I miss my Indian Prince Charming dearly and my heart is bleeding for separation, and yet he is all that I want, even this life situation is better than anything in my life before. Because this is the first time in my life I'm not alone. All my life I've felt like an alien from another planet, even when spending time with friends who accept me as I am I still feel no-one understands me, but he does, and I understand him! We have same wishes, same dreams, same religion. He has built my self-isteem with his own hands! My friends are wondering how can we live in celibacy but that question has lost its meaning: we have made love! We have touched each other's souls and not just bodies, how could we ever want anything less in our life anymore!
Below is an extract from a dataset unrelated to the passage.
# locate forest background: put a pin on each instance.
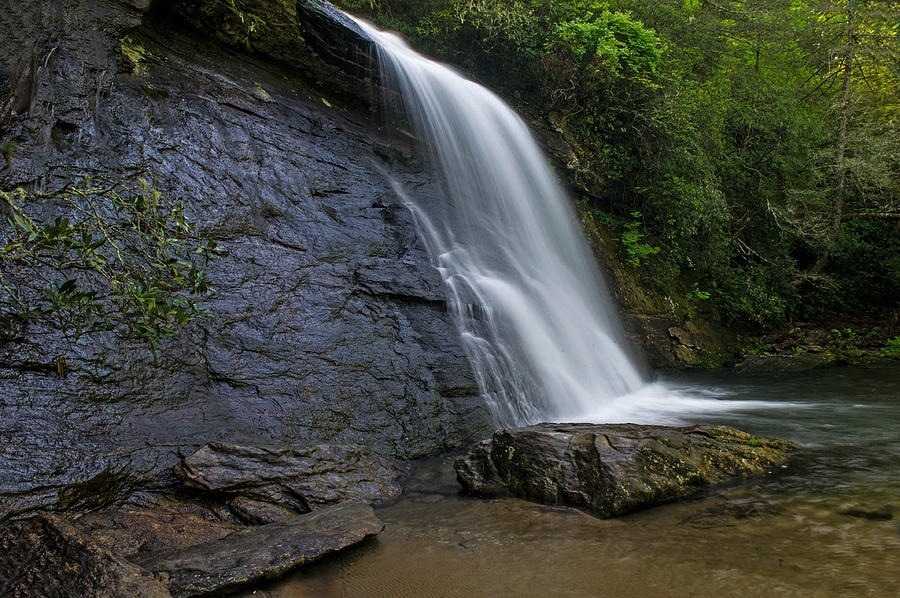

So definitely, YES, I'll wait for him! And even if the whole world is in conspiracy against us, and he can't move to Europe, I'm definitely moving to India when my daughters grow old enough. Sadly, I would then be too old to have more children. We'd love to have children and perhaps my destiny is to be a lonely mother of three or four before we can all move to India.
Do you guys understand this choice? :)
My family members are not hopeless romantics. They have lost their patience. My father, even though he liked my fiance and blessed our engagement, has little by little started to believe he must be a cheater; he is not able or willing to understand the culture his son-in-law-to-be comes from :-( My mother and one brother keep telling me I shouldn't be this much in love. My ex is the worst, he speaks ill of my Love (even though they had nice time together when he visited us before my divorce) and accuses me of being irresponsible mother that I've let my lover so close to our daughters; my ex is sure this relationship is doomed to end miserably and then our daughters will only suffer. Even my girlfriends sometimes give cynical comments though mostly they try to be supportive.
If you didn't get bored of this long posting, and if you think I'm not an idiot, could you please say it aloud? :-) That would be great mental support for me. And if you like to pray, please pray for us and that his father would give us his blessings!